- Location within the regional unit
- Midea Location within Greece
- Coordinates: 37°39′N 22°49′E﻿ / ﻿37.650°N 22.817°E
- Country: Greece
- Administrative region: Peloponnese
- Regional unit: Argolis
- Municipality: Nafplio

Area
- • Municipal unit: 178.3 km^{2} (68.8 sq mi)

Population (2021)
- • Municipal unit: 4,966
- • Municipal unit density: 27.85/km^{2} (72.14/sq mi)
- • Community: 510
- Time zone: UTC+2 (EET)
- • Summer (DST): UTC+3 (EEST)
- Postal code: 210 55
- Vehicle registration: AP

= Midea, Greece =

Midea (Μιδέα) is a village and a former municipality in Argolis, Peloponnese, Greece. It was named Gerbesi (Γκέρμπεσι) until 1928. Since the 2011 local government reform it is part of the municipality Nafplio, of which it is a municipal unit.
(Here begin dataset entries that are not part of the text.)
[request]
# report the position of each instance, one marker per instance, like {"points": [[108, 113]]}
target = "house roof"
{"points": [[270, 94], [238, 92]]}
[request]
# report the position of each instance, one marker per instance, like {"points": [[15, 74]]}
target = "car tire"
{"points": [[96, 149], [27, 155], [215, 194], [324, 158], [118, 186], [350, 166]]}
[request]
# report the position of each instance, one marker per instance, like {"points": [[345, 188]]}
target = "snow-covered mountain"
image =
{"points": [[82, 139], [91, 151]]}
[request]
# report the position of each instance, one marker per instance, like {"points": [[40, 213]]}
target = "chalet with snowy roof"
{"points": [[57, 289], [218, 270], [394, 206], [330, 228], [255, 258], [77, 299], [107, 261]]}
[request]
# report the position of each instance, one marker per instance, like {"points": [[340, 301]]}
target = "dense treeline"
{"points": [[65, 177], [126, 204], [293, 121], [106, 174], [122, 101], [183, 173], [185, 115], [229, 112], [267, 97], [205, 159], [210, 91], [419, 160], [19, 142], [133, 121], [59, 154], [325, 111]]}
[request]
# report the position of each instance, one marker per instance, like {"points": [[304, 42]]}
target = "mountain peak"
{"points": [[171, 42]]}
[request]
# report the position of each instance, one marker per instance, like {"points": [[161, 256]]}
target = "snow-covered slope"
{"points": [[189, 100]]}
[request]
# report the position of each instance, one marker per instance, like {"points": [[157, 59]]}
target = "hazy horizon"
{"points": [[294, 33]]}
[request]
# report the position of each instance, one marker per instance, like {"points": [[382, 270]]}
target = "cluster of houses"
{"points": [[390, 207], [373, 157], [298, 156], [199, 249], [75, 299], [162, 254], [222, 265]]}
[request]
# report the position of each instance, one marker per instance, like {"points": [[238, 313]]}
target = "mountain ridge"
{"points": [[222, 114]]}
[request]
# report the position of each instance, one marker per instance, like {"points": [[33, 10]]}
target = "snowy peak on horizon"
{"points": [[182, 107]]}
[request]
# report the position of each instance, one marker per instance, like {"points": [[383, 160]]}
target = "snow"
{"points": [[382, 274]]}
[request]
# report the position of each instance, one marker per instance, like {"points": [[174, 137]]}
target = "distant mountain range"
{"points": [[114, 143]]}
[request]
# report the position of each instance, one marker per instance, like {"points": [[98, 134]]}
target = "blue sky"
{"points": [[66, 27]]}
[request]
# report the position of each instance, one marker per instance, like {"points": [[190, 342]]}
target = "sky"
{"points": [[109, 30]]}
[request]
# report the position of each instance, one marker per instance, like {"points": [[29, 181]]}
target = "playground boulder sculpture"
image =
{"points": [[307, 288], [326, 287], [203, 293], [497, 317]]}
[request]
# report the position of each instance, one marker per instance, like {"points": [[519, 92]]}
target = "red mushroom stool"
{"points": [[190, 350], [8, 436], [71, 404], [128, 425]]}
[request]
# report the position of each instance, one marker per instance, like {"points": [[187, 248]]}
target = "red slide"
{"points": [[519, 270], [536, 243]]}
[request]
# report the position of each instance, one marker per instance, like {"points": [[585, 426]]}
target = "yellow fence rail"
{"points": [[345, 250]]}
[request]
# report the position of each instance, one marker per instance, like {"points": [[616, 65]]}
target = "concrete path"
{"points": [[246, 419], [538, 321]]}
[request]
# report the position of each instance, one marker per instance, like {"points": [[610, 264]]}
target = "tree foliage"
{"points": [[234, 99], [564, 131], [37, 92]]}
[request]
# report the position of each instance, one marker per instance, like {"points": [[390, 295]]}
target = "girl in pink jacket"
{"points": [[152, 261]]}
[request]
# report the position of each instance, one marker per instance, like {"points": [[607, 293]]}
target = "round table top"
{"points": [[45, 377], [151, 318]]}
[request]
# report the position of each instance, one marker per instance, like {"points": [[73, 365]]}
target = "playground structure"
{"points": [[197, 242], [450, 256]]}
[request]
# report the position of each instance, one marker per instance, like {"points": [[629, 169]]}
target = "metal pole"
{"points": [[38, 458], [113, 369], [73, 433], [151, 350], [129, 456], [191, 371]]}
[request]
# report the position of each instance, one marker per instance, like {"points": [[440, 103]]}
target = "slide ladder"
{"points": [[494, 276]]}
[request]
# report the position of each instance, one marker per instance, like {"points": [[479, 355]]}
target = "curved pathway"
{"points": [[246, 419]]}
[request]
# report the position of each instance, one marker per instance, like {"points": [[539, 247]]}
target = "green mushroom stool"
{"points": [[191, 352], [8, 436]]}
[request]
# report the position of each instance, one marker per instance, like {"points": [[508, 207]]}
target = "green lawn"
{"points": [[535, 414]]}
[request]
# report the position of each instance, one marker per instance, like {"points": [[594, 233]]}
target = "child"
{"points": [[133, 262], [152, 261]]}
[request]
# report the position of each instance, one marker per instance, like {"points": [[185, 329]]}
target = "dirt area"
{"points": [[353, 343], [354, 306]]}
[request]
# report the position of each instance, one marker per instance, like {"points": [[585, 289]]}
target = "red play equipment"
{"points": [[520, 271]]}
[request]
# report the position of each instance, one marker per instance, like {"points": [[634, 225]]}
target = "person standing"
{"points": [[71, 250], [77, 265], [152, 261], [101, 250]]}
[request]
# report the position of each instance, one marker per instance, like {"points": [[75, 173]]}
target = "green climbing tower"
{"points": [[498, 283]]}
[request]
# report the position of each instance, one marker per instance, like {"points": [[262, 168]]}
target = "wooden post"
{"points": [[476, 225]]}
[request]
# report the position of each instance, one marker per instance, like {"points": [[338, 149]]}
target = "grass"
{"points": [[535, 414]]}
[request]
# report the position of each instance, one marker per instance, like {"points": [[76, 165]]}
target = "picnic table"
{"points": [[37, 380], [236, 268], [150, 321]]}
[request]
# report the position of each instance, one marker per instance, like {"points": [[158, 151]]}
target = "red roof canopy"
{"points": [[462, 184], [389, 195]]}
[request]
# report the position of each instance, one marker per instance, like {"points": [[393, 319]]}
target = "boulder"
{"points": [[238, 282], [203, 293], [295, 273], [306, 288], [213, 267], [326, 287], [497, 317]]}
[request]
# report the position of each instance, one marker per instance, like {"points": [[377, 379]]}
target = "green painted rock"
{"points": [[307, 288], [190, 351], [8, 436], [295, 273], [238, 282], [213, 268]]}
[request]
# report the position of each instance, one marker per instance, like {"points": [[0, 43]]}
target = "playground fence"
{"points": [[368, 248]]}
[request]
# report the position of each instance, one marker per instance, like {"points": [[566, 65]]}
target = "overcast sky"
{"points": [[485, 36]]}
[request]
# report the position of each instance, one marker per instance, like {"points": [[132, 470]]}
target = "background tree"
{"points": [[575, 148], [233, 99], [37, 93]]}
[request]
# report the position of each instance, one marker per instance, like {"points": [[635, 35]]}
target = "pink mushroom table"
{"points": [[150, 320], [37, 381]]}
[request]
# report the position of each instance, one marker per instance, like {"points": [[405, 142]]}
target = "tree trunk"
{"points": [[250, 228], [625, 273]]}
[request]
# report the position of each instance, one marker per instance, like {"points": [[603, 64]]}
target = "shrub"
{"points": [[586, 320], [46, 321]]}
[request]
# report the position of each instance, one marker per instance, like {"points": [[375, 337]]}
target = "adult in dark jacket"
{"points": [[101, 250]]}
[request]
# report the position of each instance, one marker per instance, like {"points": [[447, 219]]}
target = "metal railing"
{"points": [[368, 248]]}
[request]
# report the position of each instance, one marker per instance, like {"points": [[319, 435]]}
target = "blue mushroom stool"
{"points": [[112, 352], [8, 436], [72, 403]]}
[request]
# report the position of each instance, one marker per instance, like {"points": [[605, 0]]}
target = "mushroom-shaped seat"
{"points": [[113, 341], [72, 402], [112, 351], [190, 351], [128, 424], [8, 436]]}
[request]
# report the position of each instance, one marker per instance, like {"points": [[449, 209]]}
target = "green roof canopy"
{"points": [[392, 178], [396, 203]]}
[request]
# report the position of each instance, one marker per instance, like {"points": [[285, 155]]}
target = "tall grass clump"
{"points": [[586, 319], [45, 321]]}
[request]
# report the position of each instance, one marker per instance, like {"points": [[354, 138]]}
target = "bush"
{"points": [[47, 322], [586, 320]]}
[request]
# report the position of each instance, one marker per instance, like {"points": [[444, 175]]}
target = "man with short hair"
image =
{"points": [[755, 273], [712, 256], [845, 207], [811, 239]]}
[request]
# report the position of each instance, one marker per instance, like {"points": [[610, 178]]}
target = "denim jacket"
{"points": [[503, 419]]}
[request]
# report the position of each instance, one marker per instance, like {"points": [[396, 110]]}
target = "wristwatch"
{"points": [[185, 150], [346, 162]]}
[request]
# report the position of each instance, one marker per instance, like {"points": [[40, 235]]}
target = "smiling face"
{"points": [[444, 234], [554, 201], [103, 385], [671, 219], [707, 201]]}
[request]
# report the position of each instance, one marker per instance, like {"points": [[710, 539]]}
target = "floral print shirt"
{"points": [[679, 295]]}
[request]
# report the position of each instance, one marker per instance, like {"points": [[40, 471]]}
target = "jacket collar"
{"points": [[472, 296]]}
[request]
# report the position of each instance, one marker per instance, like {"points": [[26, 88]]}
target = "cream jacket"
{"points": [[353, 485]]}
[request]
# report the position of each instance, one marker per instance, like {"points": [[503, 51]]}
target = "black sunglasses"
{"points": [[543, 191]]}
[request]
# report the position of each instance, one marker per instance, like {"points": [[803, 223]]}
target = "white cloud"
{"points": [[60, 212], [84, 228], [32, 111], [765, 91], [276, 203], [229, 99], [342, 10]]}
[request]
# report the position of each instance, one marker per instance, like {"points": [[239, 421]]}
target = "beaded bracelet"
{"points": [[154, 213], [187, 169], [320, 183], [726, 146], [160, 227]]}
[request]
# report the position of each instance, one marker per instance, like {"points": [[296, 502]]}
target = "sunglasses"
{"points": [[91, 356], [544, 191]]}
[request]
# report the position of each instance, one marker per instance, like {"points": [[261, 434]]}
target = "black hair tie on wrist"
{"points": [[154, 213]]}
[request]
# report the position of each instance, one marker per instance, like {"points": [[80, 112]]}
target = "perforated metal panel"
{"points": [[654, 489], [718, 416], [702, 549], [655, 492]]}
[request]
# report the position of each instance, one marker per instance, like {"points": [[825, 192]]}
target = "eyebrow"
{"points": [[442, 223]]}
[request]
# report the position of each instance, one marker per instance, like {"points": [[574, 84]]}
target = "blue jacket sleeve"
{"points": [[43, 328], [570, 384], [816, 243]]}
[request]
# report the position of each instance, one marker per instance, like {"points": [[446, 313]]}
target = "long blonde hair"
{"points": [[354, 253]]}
The municipal unit has an area of 178.306 km^{2}, and a population of 4,966 (2021). The seat of the municipality was in Agia Triada.

Within the boundaries of the municipal unit are two significant archaeological sites dating to the Bronze Age or earlier. One is the site of Dendra located outside the village of the same name. The other is the citadel site of Midea. Both sites were originally excavated by the archaeologist Axel W. Persson between the 1920s and World War II.

The villagers call themselves Arvanites, and traditionally speak Arvanitika.